体験版は第二章まで。主人公の人間性が矮小で、やたらと癇に障ります。臆病で怠惰な自分に言い訳ばかりして達観したつもりになって、他人を見下している駄目男。わざとそのような人間に描かれているようですが、今後少しは成長していくのでしょうか? 体験版のラストで主人公が痛い目に遭って、ちょっとスッキリ(笑) こんな男が美少女二人にモテるのはあり得んだろう、と思いながらプレイしていたのですが、裏があったと知って大いに納得。
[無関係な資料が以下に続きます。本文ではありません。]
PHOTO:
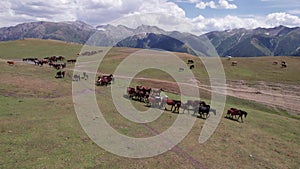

人間と魔怪の勢力が交錯して面白くなりそうです。


ナツメ 体験版
【HP】sark.stripper 【ジャンル】サスペンスホラーノベル 【プレイ時間】30分 【容量】16MB 【ツール】NScripter 【更新日】2007/6/8
高校を中退して引きこもり生活を送っていた主人公。朦朧とした意識のなか目を覚ますと、自宅で煙の充満した地下室に閉じ込められていた。駆けつけた幼馴染の東子に助けられて地下室から脱出するが、主人公の身体はなぜか血まみれ。東子は主人公から自殺予告の電話をもらったと言うが、主人公には覚えが無い。地下から一階のホールへ出た二人は、天井に吊るされた幼い少女の死体を発見する。それは、主人公が唯一心を許していた従妹の変わり果てた姿だった……。

戦慄のサスペンスホラー。体験版に収録されている序盤だけでも、ただごとではない異様さに満ちています。主人公の身に、一体何が起こっているのか? イントロの幼児向けクイズがブラックかつシュールで笑える。主人公の名前入力の際、わざわざ「あなたの“本名”を入力してください」と指定されるのですが、何か名前に関する仕掛けでもあるのでしょうか。引きこもりニートの主人公に自分の本名を入力しろとは、何気に厳しい要求をされている(笑) ところで、ヒロインの東子の股間にイチモツが付いているように見えるのですが、これは一体。